POLITICS
10/03/2011 04:00 EDT | Updated 12/02/2011 05:12 EST

Northwest Territories Election: Crucial Vote In Bid For Province-Like Powers

Flickr: savillent

YELLOWKNIFE - Voters in the Northwest Territories go to the polls today in an election crucial to a bid for province-like powers.

The new government will have to tackle a proposed deal with Ottawa to give the territory control over its own land and resources — and the rich royalties they generate.

The agreement took years of talks and is widely supported in Yellowknife and the business community.

But most aboriginal leaders are unhappy with the role it would leave for them and want the deal blocked in the 19-seat legislature.

No government will emerge directly from the vote.

There are no political parties in the territory's consensus-style approach — the premier is chosen by elected legislature members.

He then picks a cabinet and the remaining members act as a kind of opposition.

N.W.T. elections are generally fought on local issues. But this time it's different and some observers, including former premier Joe Handley, have said that unless the deal with Ottawa proceeds, the territorial government will become less and less relevant compared to aboriginal powers.

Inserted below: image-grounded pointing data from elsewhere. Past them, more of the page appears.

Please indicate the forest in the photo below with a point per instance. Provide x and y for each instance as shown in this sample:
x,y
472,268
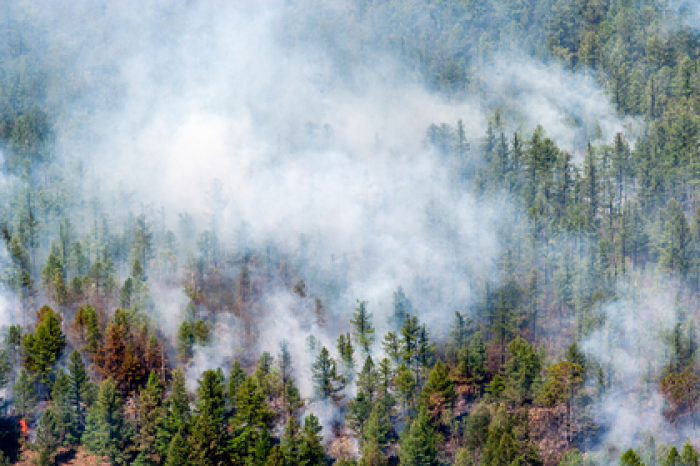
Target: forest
x,y
350,232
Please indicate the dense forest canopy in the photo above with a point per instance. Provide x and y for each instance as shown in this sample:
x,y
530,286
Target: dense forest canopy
x,y
347,232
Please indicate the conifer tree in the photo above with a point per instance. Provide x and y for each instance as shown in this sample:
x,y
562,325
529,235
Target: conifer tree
x,y
208,437
50,436
419,442
362,325
327,383
177,416
276,457
358,412
80,389
392,347
290,443
107,431
252,421
346,353
179,451
439,392
402,307
25,394
311,451
630,458
42,348
689,455
151,415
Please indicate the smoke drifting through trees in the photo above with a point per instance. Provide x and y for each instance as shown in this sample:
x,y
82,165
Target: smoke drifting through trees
x,y
268,165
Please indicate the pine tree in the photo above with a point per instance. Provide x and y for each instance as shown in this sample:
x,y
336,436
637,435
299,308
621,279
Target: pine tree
x,y
402,307
392,347
177,417
689,455
290,443
347,360
151,414
377,428
368,378
409,341
276,457
439,392
358,412
208,431
630,458
363,330
179,451
51,435
236,379
107,432
311,451
252,420
63,417
25,394
672,458
80,389
419,442
42,348
327,383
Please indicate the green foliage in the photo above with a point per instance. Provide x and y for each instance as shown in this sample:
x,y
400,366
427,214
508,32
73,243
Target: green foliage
x,y
363,331
151,415
208,438
179,451
419,442
42,348
439,392
25,394
107,431
327,382
311,451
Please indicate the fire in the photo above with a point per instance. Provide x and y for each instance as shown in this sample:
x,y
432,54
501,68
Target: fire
x,y
23,425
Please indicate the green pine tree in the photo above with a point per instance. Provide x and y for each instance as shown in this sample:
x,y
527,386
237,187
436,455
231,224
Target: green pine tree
x,y
419,442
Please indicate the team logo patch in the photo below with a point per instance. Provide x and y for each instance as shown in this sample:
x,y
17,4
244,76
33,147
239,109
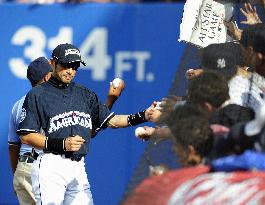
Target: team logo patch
x,y
72,52
23,115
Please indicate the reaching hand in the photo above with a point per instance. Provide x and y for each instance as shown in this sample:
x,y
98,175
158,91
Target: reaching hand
x,y
145,132
233,29
116,87
251,14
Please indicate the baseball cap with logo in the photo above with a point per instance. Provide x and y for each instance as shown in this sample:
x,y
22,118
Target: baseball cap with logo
x,y
67,53
37,70
223,57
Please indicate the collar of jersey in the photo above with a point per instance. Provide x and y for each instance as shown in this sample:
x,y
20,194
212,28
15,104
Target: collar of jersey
x,y
56,83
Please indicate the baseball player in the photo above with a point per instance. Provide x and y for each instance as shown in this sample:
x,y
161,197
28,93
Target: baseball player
x,y
21,155
66,112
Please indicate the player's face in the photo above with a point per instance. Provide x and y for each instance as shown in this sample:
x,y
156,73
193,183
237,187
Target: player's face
x,y
66,72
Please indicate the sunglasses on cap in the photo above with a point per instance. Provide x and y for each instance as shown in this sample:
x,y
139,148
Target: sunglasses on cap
x,y
73,65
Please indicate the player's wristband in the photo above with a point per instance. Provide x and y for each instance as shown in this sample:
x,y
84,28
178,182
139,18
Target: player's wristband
x,y
55,144
136,119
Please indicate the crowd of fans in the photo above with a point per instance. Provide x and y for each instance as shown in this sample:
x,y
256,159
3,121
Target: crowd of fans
x,y
217,128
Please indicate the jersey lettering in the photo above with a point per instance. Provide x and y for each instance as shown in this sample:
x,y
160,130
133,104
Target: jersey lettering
x,y
69,119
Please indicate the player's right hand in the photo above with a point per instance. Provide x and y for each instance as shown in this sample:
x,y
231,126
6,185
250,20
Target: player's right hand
x,y
116,91
73,143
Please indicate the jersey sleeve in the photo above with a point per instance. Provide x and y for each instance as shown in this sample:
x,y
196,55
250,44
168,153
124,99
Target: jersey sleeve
x,y
29,118
100,114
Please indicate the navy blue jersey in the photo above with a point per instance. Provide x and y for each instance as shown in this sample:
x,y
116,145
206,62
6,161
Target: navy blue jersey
x,y
63,110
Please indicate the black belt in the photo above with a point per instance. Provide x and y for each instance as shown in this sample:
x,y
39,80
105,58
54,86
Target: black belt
x,y
67,155
26,158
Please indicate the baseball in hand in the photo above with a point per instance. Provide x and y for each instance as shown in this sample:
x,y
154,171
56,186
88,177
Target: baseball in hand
x,y
139,131
116,82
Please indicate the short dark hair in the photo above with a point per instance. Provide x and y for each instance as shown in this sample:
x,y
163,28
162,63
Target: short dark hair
x,y
209,87
254,35
185,111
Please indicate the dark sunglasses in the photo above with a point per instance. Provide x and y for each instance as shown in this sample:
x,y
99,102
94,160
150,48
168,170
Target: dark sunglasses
x,y
74,65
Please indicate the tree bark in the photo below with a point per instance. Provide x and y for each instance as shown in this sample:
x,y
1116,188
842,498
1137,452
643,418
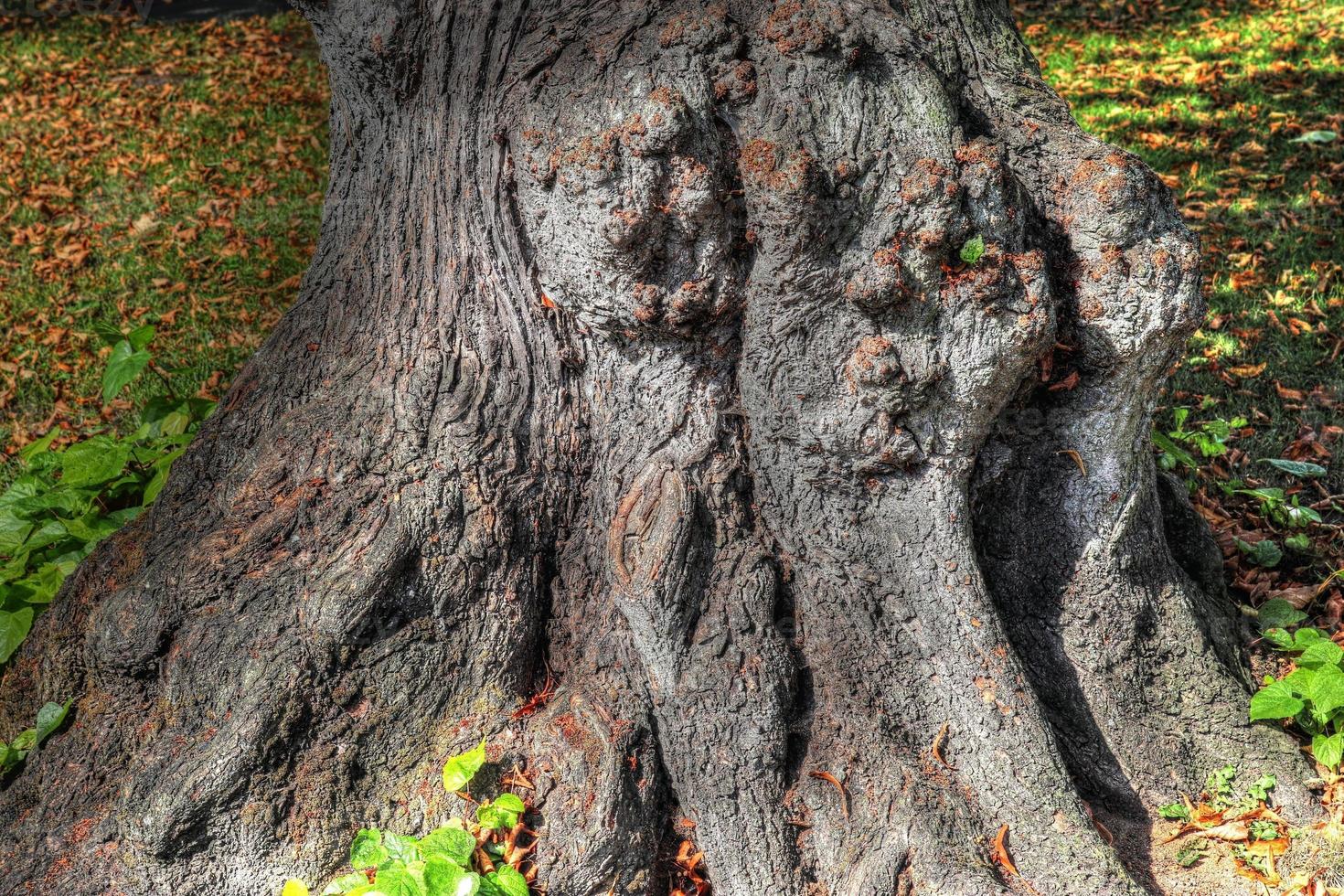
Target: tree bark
x,y
638,352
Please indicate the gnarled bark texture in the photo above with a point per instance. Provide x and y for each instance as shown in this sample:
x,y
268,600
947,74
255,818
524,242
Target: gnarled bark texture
x,y
637,348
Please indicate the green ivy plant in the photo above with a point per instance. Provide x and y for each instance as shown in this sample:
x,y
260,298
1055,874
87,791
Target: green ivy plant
x,y
464,858
974,251
1310,696
1207,438
63,501
16,752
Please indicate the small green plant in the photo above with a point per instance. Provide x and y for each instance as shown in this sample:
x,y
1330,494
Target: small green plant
x,y
1280,509
1264,552
16,752
465,858
1192,853
1207,438
974,251
1310,696
63,501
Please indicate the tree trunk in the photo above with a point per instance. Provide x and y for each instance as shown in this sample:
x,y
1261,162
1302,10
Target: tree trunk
x,y
640,349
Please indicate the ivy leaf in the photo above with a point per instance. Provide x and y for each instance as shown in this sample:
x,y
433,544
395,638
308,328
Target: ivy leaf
x,y
368,850
93,461
1174,450
1327,690
502,813
1328,752
1280,614
452,844
509,881
400,849
123,364
1280,638
1296,468
1275,700
1265,552
1316,137
460,770
974,249
443,878
142,336
347,884
1321,653
14,629
50,718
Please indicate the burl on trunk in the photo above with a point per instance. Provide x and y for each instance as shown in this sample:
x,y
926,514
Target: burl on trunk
x,y
775,375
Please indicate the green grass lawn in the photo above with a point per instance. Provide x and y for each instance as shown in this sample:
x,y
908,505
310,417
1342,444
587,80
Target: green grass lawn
x,y
155,175
1212,96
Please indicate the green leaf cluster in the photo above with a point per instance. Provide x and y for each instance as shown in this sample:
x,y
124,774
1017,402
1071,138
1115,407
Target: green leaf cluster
x,y
974,251
1310,696
63,501
1207,438
48,719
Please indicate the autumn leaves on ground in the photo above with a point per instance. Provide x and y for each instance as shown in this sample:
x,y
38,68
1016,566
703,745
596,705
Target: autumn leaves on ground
x,y
174,176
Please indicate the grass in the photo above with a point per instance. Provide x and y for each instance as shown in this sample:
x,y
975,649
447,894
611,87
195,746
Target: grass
x,y
167,175
1211,96
174,175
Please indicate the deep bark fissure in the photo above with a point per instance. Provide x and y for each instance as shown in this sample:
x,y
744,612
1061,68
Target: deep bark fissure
x,y
637,352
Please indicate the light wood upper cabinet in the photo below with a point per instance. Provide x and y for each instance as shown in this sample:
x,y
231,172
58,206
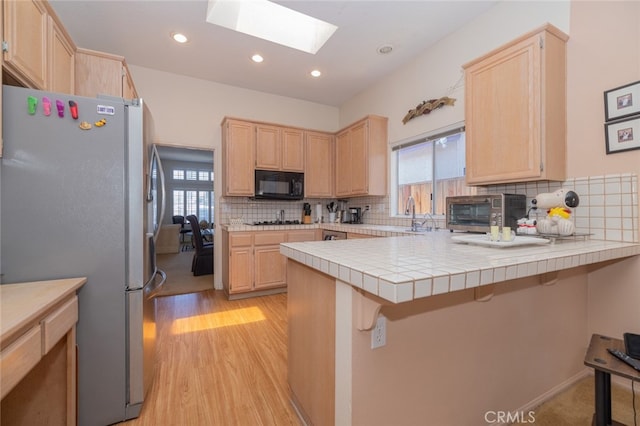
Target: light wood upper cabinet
x,y
61,59
128,88
361,158
238,145
319,154
292,150
268,147
342,163
351,163
515,111
99,73
25,41
279,148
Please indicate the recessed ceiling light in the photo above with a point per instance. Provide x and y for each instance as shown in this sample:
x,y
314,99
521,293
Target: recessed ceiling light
x,y
180,38
385,49
272,22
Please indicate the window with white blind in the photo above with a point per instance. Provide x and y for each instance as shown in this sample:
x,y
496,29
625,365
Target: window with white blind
x,y
192,193
429,168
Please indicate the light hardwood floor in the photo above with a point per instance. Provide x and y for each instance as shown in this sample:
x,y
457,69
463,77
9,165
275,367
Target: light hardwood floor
x,y
220,362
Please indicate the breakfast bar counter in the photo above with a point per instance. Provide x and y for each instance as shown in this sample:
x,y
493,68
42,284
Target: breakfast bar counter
x,y
424,329
400,269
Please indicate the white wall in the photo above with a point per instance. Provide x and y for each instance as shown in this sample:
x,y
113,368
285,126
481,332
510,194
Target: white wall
x,y
432,74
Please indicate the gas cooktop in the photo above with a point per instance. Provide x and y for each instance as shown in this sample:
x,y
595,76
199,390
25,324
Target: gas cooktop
x,y
278,222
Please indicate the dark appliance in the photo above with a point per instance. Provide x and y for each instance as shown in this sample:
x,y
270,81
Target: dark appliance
x,y
477,213
274,185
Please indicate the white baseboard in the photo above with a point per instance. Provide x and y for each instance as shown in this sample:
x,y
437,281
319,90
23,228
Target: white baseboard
x,y
529,406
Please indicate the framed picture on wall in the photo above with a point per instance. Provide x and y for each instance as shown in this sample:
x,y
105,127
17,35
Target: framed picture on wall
x,y
622,135
623,101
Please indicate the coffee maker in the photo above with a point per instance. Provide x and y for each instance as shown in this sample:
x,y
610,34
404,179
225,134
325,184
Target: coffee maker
x,y
355,214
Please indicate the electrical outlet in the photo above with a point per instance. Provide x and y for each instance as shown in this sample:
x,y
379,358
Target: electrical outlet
x,y
379,333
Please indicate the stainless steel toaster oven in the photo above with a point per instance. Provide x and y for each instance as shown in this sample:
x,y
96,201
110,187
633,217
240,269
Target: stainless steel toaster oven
x,y
477,213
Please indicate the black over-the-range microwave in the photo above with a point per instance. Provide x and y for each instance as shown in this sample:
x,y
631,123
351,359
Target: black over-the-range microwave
x,y
275,185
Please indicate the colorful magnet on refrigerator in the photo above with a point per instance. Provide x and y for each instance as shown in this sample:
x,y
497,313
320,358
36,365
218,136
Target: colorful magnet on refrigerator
x,y
46,106
73,108
60,106
32,104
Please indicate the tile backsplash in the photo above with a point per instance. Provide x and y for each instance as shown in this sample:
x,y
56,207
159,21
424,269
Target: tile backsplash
x,y
608,208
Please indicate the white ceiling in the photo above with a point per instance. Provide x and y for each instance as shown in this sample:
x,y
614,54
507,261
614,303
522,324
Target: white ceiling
x,y
140,31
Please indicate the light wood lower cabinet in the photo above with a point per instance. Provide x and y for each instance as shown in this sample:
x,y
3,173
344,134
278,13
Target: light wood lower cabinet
x,y
252,263
269,265
38,369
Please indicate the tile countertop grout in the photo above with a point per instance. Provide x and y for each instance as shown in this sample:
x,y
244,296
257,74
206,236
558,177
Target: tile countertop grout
x,y
404,268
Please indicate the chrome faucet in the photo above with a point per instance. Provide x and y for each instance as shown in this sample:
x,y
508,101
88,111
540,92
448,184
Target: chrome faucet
x,y
410,208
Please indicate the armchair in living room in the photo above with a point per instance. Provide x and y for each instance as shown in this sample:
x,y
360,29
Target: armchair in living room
x,y
202,262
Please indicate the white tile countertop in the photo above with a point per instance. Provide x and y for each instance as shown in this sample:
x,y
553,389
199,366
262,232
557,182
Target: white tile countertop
x,y
375,230
404,268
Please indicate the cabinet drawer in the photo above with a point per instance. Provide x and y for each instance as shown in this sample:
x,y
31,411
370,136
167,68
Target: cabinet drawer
x,y
58,323
240,240
19,358
270,238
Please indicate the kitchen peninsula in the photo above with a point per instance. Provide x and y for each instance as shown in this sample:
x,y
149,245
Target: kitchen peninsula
x,y
469,329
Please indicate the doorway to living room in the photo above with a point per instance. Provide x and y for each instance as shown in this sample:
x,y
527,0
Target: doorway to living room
x,y
189,184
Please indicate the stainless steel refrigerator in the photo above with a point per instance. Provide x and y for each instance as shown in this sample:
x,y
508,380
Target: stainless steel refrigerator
x,y
87,202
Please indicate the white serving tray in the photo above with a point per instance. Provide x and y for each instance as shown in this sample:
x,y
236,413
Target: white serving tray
x,y
483,240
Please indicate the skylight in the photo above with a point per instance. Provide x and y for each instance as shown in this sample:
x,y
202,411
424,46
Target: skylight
x,y
272,22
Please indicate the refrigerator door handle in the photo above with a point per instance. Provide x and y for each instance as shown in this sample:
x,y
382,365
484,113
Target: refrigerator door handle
x,y
155,156
157,288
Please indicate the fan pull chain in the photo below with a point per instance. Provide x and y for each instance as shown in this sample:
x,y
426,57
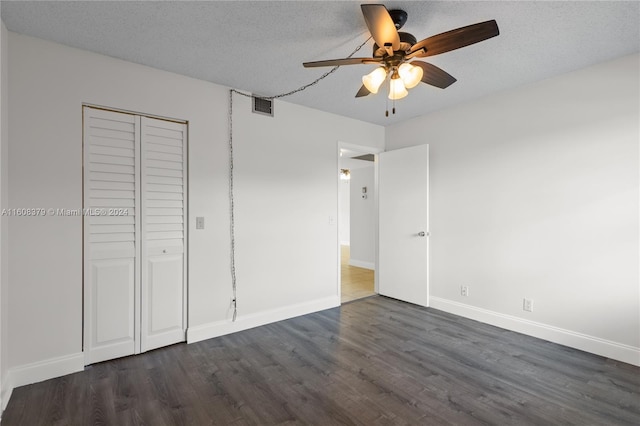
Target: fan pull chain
x,y
232,225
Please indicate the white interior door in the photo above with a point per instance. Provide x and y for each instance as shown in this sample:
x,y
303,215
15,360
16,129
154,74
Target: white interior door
x,y
164,183
403,254
111,234
135,187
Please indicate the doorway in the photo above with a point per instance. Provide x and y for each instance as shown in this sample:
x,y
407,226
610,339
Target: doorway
x,y
357,221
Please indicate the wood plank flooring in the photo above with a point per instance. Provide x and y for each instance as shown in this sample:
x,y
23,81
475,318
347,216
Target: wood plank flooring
x,y
356,282
375,361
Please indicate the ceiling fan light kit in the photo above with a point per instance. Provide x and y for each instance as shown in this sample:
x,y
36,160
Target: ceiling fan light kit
x,y
394,51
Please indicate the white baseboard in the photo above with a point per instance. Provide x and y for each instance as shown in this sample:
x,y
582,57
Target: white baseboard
x,y
245,322
362,264
584,342
40,371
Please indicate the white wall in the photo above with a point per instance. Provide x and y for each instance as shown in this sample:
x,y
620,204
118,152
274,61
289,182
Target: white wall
x,y
534,193
4,195
286,184
363,215
344,190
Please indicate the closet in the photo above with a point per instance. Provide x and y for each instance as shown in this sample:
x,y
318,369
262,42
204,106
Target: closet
x,y
134,216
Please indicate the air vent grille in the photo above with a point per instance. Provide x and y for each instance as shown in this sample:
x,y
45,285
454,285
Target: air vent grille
x,y
262,106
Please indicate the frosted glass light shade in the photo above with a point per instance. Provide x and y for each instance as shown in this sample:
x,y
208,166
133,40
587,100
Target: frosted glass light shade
x,y
410,75
397,89
374,79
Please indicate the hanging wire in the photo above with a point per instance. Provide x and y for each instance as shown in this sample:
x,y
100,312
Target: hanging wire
x,y
232,226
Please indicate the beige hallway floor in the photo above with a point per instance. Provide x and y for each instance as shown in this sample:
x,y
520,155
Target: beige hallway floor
x,y
356,282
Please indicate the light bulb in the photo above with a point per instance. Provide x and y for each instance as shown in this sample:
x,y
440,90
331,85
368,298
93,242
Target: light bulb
x,y
397,89
374,79
411,75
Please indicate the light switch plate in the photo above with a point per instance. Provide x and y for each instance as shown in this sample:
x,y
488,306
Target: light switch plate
x,y
199,222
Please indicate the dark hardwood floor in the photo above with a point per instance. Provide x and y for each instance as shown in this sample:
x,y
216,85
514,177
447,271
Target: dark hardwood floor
x,y
375,361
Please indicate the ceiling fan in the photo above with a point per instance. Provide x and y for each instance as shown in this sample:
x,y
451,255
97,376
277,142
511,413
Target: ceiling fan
x,y
393,51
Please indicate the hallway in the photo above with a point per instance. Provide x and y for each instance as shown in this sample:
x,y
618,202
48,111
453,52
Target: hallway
x,y
356,282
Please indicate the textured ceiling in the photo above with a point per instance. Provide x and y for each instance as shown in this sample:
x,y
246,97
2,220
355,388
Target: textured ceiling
x,y
260,46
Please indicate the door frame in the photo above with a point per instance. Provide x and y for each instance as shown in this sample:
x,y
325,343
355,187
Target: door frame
x,y
363,149
138,263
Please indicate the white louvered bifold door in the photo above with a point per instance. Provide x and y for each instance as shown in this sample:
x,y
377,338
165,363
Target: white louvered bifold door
x,y
134,233
164,181
111,234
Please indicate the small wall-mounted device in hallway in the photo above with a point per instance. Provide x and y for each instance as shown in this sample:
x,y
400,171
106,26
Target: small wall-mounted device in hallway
x,y
199,222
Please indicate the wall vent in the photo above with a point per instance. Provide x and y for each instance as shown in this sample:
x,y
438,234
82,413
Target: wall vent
x,y
262,106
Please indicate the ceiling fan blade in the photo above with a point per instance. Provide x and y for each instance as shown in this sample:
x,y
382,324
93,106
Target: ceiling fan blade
x,y
434,76
339,62
381,26
455,39
362,92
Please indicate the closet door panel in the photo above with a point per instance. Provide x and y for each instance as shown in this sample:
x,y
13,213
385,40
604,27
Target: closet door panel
x,y
164,205
111,272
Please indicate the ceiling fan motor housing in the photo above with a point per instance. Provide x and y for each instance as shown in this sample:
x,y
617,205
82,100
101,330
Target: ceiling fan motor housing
x,y
399,17
406,41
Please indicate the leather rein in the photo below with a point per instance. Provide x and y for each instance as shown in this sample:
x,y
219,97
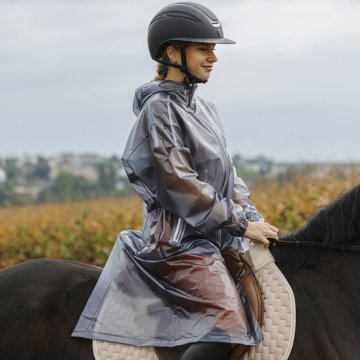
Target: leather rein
x,y
342,247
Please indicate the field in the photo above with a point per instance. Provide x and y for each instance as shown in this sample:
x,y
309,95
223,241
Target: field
x,y
86,231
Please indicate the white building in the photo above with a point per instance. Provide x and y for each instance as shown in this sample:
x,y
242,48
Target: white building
x,y
2,175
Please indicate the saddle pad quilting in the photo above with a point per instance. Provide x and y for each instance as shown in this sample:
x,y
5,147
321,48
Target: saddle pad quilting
x,y
280,314
279,328
104,350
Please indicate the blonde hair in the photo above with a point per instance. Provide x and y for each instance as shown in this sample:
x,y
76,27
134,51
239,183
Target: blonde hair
x,y
162,69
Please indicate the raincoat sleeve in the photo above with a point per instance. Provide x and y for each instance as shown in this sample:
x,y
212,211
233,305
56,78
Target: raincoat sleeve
x,y
241,196
178,188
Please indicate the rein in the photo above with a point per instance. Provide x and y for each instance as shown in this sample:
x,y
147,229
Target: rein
x,y
342,247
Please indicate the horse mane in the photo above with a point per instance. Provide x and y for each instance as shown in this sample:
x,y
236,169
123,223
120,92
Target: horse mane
x,y
337,223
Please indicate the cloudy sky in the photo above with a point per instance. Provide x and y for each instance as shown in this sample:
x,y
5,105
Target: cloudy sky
x,y
289,89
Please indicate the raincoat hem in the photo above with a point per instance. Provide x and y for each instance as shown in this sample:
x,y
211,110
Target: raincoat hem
x,y
166,343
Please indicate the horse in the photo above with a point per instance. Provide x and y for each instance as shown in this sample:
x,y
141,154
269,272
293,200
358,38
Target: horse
x,y
41,300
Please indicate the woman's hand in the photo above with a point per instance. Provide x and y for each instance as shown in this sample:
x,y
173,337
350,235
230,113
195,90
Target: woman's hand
x,y
260,231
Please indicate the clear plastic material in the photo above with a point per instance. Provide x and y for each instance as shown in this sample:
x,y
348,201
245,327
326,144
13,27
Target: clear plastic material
x,y
168,285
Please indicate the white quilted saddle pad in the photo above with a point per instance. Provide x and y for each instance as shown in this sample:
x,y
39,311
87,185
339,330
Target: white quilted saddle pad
x,y
278,329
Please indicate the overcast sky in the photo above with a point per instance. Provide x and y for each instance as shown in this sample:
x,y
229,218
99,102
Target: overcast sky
x,y
289,89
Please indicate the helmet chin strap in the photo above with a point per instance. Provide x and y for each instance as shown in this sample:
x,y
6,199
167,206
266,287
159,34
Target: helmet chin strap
x,y
190,79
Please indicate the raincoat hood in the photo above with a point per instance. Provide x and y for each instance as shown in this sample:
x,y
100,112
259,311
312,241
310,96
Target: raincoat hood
x,y
145,91
168,285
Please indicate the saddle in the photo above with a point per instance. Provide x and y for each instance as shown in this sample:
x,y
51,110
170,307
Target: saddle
x,y
273,305
241,272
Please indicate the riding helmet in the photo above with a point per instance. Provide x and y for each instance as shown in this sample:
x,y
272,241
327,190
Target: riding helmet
x,y
184,22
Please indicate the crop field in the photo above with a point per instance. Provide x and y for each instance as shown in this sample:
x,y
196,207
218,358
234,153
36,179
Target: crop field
x,y
86,231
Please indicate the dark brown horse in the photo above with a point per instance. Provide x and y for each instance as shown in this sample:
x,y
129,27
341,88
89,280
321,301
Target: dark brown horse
x,y
41,300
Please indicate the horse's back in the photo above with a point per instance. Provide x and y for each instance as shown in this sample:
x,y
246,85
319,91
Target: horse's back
x,y
40,303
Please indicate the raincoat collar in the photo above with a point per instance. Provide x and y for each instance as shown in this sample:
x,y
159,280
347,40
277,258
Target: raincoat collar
x,y
145,91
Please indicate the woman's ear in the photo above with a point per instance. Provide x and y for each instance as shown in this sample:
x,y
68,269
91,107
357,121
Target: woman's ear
x,y
173,54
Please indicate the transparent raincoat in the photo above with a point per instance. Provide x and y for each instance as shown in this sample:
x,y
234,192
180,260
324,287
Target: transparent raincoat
x,y
168,284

Nearly the entire territory is either covered by an aboriginal self-government agreement or under negotiation for one.

Without revenues from its resources, the territorial government will have less and less money to work with. The N.W.T. has nearly reached a federal borrowing cap that limits the territory's capacity for running deficits. At the same time, it's trying to build roads, bridges and hydro developments to take advantage of abundant mineral wealth and bring down the high cost of living.

That's on top of ongoing needs for upgraded education and health.

Northern residents may already be concluding that Yellowknife's legislature dome isn't where the action is.

Candidates have declined in every election since 1999, when 65 hopefuls sought seats. This time, the total is down to 47. There was one acclamation in 1999 compared with three this year.